Wendy RASCHKE Satirist As
Frankenstein: In The Public Eye
In recent years Mary Shelley's classic Frankenstein has been
re-presented in modern filmic versions, which have (re)vitalized the
public imagination and have opened up new criticisms in the face of
"potentially disastrous" technological advances. A number of points
of contact can be identified between the young scientist and the
Roman satirist: both deal with the construction of bodies; the one
with the literal assemblage of body parts and the life force to
produce the monster; the other with the literary construction (and
deconstruction?) of a corpus of verse (cf. the disiecta membra
poetae), which in turn employs the body and its parts to
symbolize the disintegration of Roman society. The good citizen has
become like a maimed body that has lost the use of its hands (Juvenal
3.47-8).
Like the text of Mary Shelley and like some ancient historians, the
satirical text invites us to consider the evidence, to scrutinize in
a "theatrical" manner (theasthai); it provides us with
sequences of characters, rendered as through a camera lens which
focuses only upon the most essential elements and leaves the viewer
to reconstruct the whole. The emphasis on part over whole bears
witness to the dislocation of values in the society. The
audience/spectator is offered an extraordinary imagea
self-propelled belly; the ear and the cock's comb of a tyrant; the
funereal perfume of a Crispinus; a cup weakened by shaking and
demanding retirementto wonder at: this is the thauma of
Herodotus, the miraclum of Lucilius (17W), the monstrum
of Juvenal. The poet in private creates a grotesque prodigy of parts;
when it is released, it confronts a public which responds with awe
(the attonita urbs of Juvenal 4.77; cf. moneo as the
root of monstrum) and horror: when Lucilius roars... the
listener blushes (Juvenal 1.166ff.). The accused is no more than a
face, a sum of "death, disease, and poison" (Lucilius 37W).

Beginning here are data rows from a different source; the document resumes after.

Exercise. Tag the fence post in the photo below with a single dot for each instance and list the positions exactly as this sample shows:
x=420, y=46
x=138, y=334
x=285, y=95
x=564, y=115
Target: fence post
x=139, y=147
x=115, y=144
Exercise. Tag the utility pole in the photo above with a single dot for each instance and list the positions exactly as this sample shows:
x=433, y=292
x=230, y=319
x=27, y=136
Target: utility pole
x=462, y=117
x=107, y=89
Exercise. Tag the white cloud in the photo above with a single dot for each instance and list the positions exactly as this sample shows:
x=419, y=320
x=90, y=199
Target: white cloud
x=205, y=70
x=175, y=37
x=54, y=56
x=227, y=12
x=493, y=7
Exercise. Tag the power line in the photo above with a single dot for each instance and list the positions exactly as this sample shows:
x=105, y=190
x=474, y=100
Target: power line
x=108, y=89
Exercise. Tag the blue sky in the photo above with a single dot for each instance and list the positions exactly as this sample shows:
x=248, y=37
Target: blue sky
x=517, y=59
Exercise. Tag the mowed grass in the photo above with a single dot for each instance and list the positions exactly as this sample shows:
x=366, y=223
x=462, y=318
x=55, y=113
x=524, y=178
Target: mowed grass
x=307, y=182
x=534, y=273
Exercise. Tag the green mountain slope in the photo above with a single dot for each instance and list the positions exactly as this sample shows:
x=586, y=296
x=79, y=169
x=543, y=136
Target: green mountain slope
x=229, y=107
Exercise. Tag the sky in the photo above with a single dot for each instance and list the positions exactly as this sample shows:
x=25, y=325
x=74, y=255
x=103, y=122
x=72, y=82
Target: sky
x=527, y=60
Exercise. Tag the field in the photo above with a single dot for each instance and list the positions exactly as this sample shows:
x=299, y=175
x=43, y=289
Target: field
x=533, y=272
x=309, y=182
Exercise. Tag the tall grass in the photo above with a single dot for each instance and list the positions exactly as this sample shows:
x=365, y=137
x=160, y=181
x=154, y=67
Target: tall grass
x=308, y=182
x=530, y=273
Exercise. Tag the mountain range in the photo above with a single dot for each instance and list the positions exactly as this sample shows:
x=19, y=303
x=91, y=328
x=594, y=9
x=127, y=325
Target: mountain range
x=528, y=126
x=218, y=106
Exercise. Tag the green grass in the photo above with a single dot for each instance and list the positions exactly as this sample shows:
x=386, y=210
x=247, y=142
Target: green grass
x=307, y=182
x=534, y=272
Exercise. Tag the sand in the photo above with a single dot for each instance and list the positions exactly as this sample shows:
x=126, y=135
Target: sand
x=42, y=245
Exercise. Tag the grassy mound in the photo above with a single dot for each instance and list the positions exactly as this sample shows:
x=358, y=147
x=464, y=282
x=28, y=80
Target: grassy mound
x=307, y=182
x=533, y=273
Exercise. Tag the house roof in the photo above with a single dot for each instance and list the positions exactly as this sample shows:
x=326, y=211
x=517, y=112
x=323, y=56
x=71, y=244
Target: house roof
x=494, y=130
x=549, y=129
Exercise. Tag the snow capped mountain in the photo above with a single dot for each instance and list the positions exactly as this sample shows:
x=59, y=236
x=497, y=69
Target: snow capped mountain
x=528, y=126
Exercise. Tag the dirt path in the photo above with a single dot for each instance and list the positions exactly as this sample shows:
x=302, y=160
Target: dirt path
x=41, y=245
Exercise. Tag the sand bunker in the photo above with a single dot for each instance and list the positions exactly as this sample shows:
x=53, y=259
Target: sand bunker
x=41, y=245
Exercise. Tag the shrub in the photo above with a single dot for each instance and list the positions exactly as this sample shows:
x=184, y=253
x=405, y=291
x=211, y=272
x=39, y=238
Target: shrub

Clothes also "make the man," as in the case of Creticus (Juvenal 2).
The "vain delights" of outrageous spectacle and brightly coloured
costumes appealed to the Roman audience (Horace, Epp. 2.1.189ff.).
The height of spectacle is achieved in the amphitheatre, that
microcosm of Roman society in which its pariahs serve their sentence
and the pleasure of the masses. The gladiator, unrecognized by law as
a human being, is an animal form, the "jut-tooth of Bovillae with his
one little projecting tooth... a very rhinoceros" (Lucilius
109-110W), or the meat in a butcher's shop, "with one eye and two
feet, halved like a pig." The mutilated flesh of the gladiator
embodies what is wrong with Roman society. A grotesque sum of parts,
he is giant and prodigy, star and outcast. Monstrous in appearance
(Juvenal 6.105ff.), he is the creation of empire and satirist, a body
to be exposed to the popular gaze, as Horace envisages his little
book (Epp.1.20) and, like the turbot of Juvenal's fourth satire,
subject to being rendered into pieces at the whim of an emperor.